Skyrim de Todd Howard/Bethesda Softworks (2011)
Presque dix ans avant les rôles de Mads Mikkelsen et Léa Seydoux chez Hideo Kojima (Death Stranding, 2019), Sydow est un des premiers grands acteurs à prêter sa voix à une œuvre vidéoludique. Il ne s’y trompe d’ailleurs pas en officiant pour ce qui restera un des chefs-d’œuvre de la décennie : le cinquième épisode de la saga Elder Scrolls, où son timbre d’outre-tombe s’accorde à merveille au personnage de l’archiviste Esbern.
Les Simpsons de Matt Groening, saison 25, épisode 15 (La Guerre de l’art) (2014)
https://www.youtube.com/watch?v=6vNPoZvrHyw
Dans la tradition des guest appearance des Simpsons, Sydow se voit évidemment affublé de son habit de grand artiste européen, en peintre faussaire à accent allemand et décor italien, enseignant à Lisa la supériorité des vertus de l’art du pastiche (on reconnaît dans son atelier des contrefaçons du Baiser de Klimt, de Christina’s World de Wyeth…) sur les vanités spéculatives des tableaux de maîtres.
Game of Thrones de David Benioff et D. B. Weiss, saison 6, épisode 15 (The Door) (2015)

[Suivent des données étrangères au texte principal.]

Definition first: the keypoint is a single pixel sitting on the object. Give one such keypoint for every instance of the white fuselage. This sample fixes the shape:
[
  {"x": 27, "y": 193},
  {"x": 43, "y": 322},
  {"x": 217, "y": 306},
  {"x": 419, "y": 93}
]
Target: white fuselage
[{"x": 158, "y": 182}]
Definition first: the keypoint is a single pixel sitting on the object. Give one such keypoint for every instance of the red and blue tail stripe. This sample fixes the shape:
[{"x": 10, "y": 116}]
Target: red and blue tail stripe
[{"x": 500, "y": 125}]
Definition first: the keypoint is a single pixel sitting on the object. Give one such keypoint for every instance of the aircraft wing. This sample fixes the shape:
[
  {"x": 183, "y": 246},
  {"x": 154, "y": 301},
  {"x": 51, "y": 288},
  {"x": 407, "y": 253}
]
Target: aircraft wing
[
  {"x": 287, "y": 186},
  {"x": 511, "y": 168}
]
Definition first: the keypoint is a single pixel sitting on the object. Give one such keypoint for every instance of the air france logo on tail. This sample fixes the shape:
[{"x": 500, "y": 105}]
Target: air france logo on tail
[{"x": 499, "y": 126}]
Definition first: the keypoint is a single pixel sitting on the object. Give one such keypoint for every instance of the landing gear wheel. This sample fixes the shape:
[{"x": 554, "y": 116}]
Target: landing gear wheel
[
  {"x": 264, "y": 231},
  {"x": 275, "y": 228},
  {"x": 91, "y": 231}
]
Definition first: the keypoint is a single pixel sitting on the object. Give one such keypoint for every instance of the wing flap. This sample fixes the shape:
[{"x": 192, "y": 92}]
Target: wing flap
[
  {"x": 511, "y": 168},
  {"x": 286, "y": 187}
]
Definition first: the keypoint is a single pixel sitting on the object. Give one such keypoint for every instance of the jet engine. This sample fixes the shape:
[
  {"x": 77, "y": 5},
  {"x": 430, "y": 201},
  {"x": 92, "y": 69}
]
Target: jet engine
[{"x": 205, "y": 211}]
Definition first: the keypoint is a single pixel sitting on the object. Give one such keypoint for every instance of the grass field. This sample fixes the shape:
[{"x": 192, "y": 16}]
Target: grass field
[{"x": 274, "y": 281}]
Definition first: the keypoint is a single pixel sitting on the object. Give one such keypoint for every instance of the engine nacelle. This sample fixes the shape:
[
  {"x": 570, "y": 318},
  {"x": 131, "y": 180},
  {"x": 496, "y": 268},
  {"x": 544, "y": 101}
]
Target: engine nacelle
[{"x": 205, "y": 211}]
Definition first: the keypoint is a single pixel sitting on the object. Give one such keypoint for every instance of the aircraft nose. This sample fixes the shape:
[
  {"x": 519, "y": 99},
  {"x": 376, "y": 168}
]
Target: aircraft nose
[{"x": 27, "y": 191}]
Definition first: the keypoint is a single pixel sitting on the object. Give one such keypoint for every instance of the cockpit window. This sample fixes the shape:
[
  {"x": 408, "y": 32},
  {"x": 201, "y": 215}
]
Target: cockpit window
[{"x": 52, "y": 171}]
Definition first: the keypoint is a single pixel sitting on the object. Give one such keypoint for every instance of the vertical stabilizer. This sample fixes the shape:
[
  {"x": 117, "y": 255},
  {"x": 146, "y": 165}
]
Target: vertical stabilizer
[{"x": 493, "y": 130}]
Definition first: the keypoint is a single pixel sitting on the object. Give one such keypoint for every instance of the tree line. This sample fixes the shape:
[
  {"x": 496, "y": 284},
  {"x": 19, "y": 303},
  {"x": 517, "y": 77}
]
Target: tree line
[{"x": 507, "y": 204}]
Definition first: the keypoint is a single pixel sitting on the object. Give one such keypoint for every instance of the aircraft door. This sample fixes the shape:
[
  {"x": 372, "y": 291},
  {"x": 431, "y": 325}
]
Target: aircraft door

Brièvement interprété par l’acteur Struan Rodger dans une scène de la saison 4, le rôle clé de la corneille à trois yeux revient finalement à Sydow dans cette saison 6 qui lui offre donc, comme à son habitude, une position de vieux sage aux confins métaphysiques de l’intrigue, mais aussi un énorme retour sur le devant de la scène : en annonçant coup sur coup sa participation à Game of Thrones et à Star Wars, l’acteur de 85 ans est au sommet du bankable.
Star Wars, épisode VII : Le Réveil de la force de J. J. Abrams (2015)
https://www.youtube.com/watch?v=nuf4BQwuhos
Dans l’héritage de quelques coups de casting réalisés pour les trilogies précédentes et ayant placé Star Wars sous le parrainage de doyens de l’art dramatique en fin d’œuvre (Alec Guinness, Christopher Lee), Max von Sydow fait dans le premier épisode de la postlogie Abrams une courte apparition, mais très significative et anti-passéiste : sa première réplique (« this will begin to make things right ») et aussi la première de toute la nouvelle ère. D’aucuns l’ont volontiers interprétée comme une pique envoyée à George Lucas, mais en tout cas, à 85 ans, Max était encore en avance.